"So this friend of mine, his name was Jirka Kalvoda, and we went there at night and we found that the library was still intact, that they hadn't come and destroyed the Catholic books yet. So we sorted the books into two groups. The ones we thought were important for faithful Catholics, and we left the other books where they were. After that, they couldn't be saved. But the ones that we wanted to save, we lowered them in crates down to the bank of the Vltava River and transported them in a borrowed boat from the lending office, it was possible there at that time, so we borrowed a boat and we transported the books that we wanted to save to the other side of the Vltava River, I think it was to Kampa, where our friends, also Catholic students, were waiting for us and they thanked us for saving those Catholic books."
"We found out what was happening, as we went to our usual morning prayers and morning Mass, we found out from the churchwarden that some had arrived during the night and all the priests, monks and divinity students were asked to take food with them for a day or so and immediately get into the cars waiting outside."

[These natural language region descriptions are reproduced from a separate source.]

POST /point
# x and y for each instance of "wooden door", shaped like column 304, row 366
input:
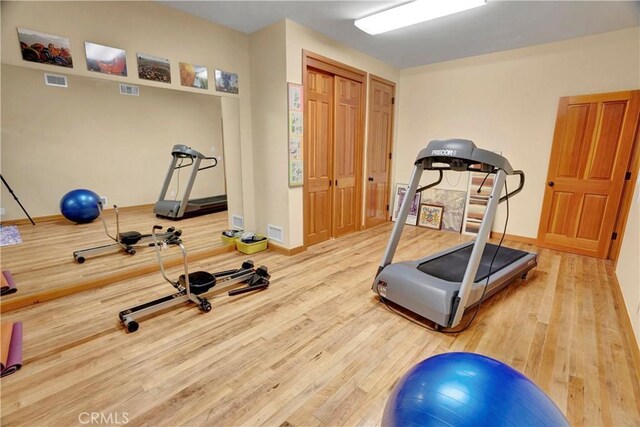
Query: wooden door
column 381, row 97
column 318, row 156
column 346, row 163
column 589, row 157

He managed to take most of the valuable books from the Crusader monastery right under the Communist’ noses
Josef Matyáš was born on January 27, 1929 in Nekoř near the Orlické Mountains, into a poor family of a local road worker. After graduating from high school, he studied mathematics and physics at the Faculty of Science of Charles University in Prague and became a renowned mathematician. He spent his entire professional life at the Institute for Radio Engineering Research Tesla Pardubice. He obtained 15 patents in the field of computer technology and optimization of control processes. During his high school studies he stayed in the Knights of the Cross with the Red Star Monastery near Charles Bridge. There he experienced the forced deportation of priests and monks in April 1950 as a part of Operation K. Later, together with several other Catholic students, he took some of the religious literature from the monastery’s library, possibly saving it from destruction. In 2021, Josef Matyáš lived in alternate care of his two daughters in Pardubice and Brno. He passed away on November 25, 2023.